Upon Harpswell’s adoption of the flag, town officials and scientists alike stressed that it’s not intended to scare people or indicate Maine waters are suddenly swarming with sharks. Sharks do, however, travel in the Gulf of Maine, most likely because they’re drawn to the the state’s healthy seal population.

“Sharks aren’t new to the state, but the horrible tragedy last year raised everyone’s awareness,” Gary Best, state park regional manager at the Department of Agriculture, Conservation and Forestry, told The Times Record in May. “We strive to keep all of our beaches as safe and enjoyable as possible. Water safety and public safety is an evolution and we continue to adapt and improve.”

Julie Dimperio Holowach, 63, a retired fashion executive and summer resident of Harpswell, died on July 27, 2020, after being attacked by a shark while swimming about 20 yards offshore near her home on Bailey Island, the Portland Press Herald reported. The shark was confirmed as a great white shark based on tooth fragments. 

There were three other reported shark sightings in the week following that attack, the Portland Press Herald reported. One was spotted near Cousins Island in Yarmouth and the Maine Department of Marine Resources received two reports of shark sightings near Popham Beach in Phippsburg. Although marine patrol couldn’t verify the sightings, beachgoers were urged to stay out of the water.

Though the flag was only hoisted twice over the summer, Howe said he believes the simple system was effective in “educating and engaging with the public, and gave them another tool to make the determination of when and how they use the local waters.”

“I’m hoping the program is here to stay,” said Howe. “The sharks aren’t going to disappear from our waters and they may increase over time.
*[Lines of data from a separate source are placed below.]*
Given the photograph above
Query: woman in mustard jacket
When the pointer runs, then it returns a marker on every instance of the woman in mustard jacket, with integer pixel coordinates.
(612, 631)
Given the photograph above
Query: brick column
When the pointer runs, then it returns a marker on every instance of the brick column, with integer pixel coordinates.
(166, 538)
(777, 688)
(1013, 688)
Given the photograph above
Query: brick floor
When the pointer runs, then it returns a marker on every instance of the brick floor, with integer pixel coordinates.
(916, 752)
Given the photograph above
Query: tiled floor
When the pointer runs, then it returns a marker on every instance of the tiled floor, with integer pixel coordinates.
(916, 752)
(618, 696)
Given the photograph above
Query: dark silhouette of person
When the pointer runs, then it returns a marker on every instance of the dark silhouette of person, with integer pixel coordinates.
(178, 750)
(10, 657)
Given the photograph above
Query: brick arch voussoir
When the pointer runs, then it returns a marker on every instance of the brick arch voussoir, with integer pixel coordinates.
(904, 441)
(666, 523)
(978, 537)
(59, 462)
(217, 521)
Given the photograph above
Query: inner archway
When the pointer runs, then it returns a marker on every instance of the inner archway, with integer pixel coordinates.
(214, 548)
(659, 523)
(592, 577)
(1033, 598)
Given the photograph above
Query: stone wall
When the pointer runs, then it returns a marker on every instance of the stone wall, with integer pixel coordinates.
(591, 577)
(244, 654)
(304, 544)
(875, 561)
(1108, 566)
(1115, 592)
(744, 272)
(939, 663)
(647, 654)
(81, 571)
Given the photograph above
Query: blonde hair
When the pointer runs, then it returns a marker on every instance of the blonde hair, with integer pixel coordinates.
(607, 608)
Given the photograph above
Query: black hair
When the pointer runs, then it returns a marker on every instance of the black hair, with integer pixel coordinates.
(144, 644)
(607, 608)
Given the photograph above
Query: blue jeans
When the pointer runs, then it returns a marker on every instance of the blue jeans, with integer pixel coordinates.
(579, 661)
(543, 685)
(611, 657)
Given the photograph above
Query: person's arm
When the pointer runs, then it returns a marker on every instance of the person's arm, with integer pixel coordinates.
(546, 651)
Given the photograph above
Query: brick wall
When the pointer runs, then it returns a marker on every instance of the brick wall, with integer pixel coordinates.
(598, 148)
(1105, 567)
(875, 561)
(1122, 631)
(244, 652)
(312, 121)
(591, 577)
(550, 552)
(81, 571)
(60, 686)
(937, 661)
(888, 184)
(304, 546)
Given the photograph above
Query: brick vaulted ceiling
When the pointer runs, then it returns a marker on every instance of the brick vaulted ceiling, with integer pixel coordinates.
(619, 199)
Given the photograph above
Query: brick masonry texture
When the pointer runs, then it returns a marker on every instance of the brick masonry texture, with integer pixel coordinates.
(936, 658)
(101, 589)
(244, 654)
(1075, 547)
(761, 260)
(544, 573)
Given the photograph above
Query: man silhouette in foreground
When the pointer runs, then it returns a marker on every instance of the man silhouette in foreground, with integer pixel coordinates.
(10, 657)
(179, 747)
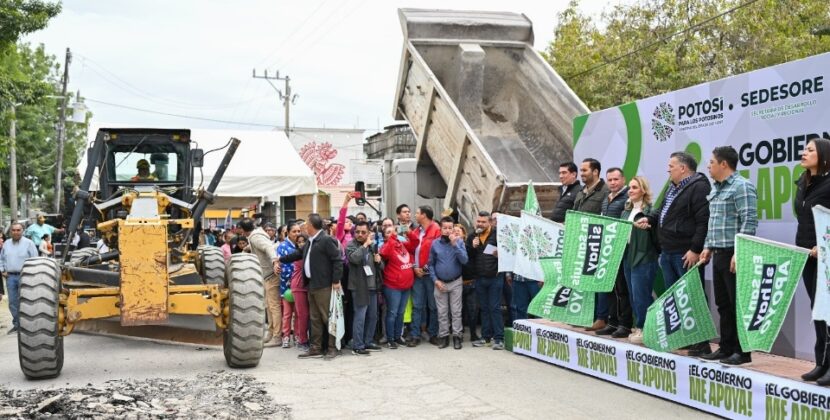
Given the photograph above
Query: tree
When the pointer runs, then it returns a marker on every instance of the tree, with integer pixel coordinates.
(20, 17)
(761, 34)
(37, 128)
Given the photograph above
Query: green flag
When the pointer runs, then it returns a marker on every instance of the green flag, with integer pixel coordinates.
(767, 274)
(680, 317)
(559, 303)
(531, 202)
(594, 247)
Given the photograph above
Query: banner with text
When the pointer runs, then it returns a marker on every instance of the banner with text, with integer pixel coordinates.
(821, 307)
(767, 115)
(729, 392)
(559, 303)
(507, 236)
(594, 247)
(767, 274)
(538, 238)
(680, 317)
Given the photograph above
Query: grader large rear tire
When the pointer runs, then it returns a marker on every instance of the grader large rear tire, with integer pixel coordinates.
(39, 343)
(213, 265)
(246, 322)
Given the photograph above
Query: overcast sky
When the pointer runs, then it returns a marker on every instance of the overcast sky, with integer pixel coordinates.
(195, 58)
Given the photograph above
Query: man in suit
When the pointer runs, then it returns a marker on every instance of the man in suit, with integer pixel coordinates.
(322, 270)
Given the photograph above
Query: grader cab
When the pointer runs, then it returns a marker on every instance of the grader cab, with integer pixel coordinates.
(145, 209)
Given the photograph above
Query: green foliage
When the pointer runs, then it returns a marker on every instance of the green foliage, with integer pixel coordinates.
(765, 33)
(37, 121)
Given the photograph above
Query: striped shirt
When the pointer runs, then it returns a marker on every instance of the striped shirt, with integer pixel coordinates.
(733, 209)
(671, 194)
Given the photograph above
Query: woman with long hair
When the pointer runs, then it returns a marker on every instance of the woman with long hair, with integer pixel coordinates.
(813, 188)
(641, 253)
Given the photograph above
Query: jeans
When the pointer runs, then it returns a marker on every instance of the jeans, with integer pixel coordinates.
(395, 307)
(13, 283)
(489, 291)
(449, 308)
(364, 322)
(640, 281)
(523, 292)
(318, 303)
(422, 299)
(507, 293)
(724, 282)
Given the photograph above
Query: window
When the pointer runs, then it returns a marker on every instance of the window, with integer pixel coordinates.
(160, 166)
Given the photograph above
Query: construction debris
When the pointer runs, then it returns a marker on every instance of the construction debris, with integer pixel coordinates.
(219, 394)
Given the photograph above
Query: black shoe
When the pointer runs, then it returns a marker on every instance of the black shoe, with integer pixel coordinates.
(716, 355)
(814, 374)
(443, 342)
(824, 380)
(737, 359)
(699, 350)
(621, 332)
(311, 354)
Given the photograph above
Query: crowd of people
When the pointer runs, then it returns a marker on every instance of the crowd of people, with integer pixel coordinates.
(695, 224)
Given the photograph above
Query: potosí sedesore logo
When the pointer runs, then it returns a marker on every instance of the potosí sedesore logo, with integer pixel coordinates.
(663, 122)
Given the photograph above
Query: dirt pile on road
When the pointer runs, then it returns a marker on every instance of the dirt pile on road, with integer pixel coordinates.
(222, 394)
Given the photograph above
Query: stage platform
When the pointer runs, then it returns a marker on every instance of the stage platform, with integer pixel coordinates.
(769, 388)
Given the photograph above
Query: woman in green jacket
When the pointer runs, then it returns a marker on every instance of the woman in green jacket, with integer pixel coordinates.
(640, 260)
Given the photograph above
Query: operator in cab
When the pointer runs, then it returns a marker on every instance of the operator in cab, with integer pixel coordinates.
(143, 172)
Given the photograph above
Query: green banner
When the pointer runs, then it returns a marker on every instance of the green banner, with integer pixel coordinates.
(767, 274)
(680, 317)
(594, 247)
(559, 303)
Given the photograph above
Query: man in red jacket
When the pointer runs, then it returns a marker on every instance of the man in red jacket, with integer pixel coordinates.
(422, 291)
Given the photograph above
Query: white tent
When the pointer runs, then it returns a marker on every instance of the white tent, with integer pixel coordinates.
(264, 168)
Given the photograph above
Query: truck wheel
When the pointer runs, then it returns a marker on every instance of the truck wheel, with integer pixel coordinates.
(213, 265)
(246, 321)
(79, 255)
(39, 344)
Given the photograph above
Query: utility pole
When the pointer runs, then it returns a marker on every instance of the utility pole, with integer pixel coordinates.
(13, 164)
(287, 99)
(61, 133)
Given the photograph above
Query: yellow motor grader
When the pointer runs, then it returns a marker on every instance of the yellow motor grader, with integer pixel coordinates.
(145, 208)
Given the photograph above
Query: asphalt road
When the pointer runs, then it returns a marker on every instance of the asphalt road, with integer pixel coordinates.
(422, 382)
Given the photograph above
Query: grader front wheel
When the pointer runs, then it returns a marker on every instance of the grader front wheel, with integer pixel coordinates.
(39, 343)
(246, 321)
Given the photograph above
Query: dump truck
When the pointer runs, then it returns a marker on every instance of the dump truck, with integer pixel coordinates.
(488, 112)
(145, 208)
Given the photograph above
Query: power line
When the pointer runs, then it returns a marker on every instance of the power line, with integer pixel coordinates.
(190, 117)
(661, 40)
(111, 78)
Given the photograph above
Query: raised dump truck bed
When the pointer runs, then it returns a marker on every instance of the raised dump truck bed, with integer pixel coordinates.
(488, 112)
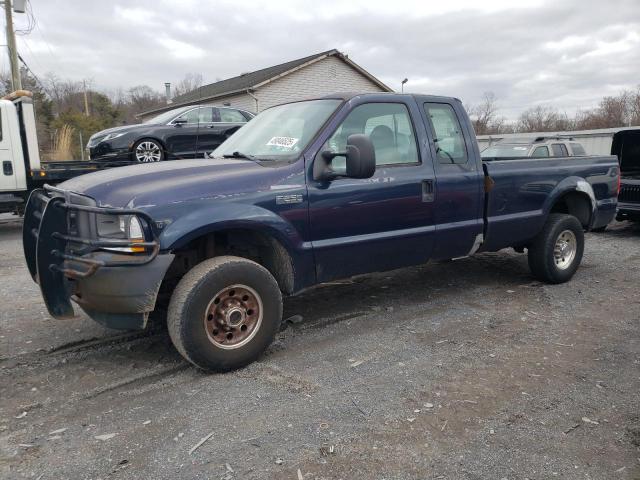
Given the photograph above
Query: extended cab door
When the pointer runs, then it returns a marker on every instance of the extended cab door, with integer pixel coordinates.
(459, 190)
(383, 222)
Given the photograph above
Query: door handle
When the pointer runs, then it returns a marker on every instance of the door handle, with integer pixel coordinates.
(427, 191)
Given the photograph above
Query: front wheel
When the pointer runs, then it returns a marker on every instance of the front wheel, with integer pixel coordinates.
(224, 313)
(148, 150)
(555, 253)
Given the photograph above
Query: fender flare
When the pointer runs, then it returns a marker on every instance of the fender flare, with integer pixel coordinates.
(568, 185)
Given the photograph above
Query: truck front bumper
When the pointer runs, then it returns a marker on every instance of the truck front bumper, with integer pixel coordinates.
(116, 289)
(629, 199)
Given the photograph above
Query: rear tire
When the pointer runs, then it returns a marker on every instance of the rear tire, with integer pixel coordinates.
(148, 150)
(224, 313)
(555, 253)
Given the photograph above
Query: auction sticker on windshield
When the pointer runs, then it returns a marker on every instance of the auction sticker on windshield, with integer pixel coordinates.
(285, 142)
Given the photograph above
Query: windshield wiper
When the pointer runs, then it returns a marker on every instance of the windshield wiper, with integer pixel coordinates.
(237, 154)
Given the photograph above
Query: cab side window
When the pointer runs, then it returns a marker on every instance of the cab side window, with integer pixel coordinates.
(447, 133)
(559, 150)
(578, 149)
(389, 127)
(541, 152)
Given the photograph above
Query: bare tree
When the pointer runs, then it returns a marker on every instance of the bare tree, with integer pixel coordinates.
(542, 119)
(484, 116)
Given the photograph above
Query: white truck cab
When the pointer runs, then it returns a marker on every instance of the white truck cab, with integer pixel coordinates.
(15, 115)
(22, 170)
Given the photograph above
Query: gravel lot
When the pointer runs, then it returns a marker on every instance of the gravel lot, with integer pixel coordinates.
(461, 370)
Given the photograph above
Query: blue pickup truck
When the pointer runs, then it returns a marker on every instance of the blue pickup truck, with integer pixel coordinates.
(305, 193)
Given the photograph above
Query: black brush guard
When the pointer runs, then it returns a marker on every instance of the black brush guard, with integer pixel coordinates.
(54, 250)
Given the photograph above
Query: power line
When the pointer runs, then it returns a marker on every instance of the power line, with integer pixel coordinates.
(35, 77)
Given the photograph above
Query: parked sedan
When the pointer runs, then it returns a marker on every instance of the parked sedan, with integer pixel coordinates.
(184, 132)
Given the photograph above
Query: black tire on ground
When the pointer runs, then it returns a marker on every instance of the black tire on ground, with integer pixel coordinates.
(549, 257)
(155, 151)
(218, 290)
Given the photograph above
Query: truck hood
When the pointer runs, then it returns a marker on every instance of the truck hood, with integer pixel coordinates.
(148, 185)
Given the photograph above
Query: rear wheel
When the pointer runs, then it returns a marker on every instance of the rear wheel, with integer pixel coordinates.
(556, 252)
(224, 313)
(148, 150)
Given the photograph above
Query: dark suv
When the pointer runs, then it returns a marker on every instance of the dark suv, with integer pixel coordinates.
(184, 132)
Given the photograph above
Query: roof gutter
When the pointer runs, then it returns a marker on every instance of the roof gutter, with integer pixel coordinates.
(255, 99)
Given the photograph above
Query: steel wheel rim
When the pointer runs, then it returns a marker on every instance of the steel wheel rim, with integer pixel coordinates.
(233, 317)
(565, 249)
(148, 152)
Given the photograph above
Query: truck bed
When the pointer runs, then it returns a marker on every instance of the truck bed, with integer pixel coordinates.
(524, 188)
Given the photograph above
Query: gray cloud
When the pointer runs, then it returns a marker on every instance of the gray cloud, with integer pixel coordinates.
(565, 53)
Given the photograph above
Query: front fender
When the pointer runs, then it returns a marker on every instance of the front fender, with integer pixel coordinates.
(201, 220)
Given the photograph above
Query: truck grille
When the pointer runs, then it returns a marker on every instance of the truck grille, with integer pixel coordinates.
(629, 194)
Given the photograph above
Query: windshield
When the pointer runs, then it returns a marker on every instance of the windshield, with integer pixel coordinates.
(279, 133)
(506, 151)
(166, 117)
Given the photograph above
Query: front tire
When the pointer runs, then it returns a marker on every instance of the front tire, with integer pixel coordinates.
(224, 313)
(148, 150)
(555, 253)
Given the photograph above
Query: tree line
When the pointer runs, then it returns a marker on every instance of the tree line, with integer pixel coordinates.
(613, 111)
(64, 121)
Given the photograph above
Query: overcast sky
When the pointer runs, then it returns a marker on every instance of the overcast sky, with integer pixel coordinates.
(567, 53)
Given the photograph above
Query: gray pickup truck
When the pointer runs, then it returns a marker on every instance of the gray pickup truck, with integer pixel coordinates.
(539, 147)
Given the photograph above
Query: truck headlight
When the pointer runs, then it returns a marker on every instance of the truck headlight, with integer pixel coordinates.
(123, 227)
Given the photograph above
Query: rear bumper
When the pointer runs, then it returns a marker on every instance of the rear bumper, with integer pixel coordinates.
(605, 213)
(628, 211)
(117, 290)
(629, 199)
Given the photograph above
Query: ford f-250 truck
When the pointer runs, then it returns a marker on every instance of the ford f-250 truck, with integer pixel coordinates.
(307, 192)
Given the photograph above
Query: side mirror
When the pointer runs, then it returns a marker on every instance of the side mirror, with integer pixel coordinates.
(360, 160)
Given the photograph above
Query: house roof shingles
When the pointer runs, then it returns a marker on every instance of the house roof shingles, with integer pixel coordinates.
(251, 79)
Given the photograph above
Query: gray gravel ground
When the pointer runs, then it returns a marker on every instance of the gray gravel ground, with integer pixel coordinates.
(463, 370)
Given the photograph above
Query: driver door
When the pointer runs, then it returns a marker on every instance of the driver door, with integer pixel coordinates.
(379, 223)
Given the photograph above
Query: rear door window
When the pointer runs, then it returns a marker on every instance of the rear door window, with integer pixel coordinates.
(228, 115)
(447, 133)
(541, 152)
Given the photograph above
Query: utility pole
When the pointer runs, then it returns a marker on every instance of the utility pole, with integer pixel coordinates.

As the climate changes and the waters warm, the likelihood is we may see more seals over time.”


To better understand how many sharks are in Maine, the Maine Department of Marine Resources partners with the New England White Shark Research Consortium to track white sharks off the coast of Maine.

In late May and early June, the group placed 32 acoustic monitoring devices, or “receivers,” which record signals from acoustic transmitters, or “tags,” attached to sharks. The group is waiting to retrieve the receivers and doesn’t have all the data stored on the receivers, but Matthew Davis, a Maine Department of Marine Resources marine resource scientist involved in the shark monitoring program, said the team’s receivers had detected more than a dozen white sharks within the Gulf of Maine as of mid-July.

“We won’t have a complete picture of the season until we pull the receivers over the next couple months, at which point we can begin to analyze the data more thoroughly,” said Davis. “Between the early-season data from this year and last year’s receivers, which were only deployed from late-August to November, we’ve detected approximately two-dozen tagged white sharks.”

The DMR in collaboration with Massachusetts Division of Marine Fisheries, the Atlantic White Shark Conservancy, and James Sulikowski of Arizona State University, placed 11 receivers along the coast between Wells and Popham Beach which detected 16 sharks in 2020 between late July and late November, 14 of which were white sharks, according to the department’s website.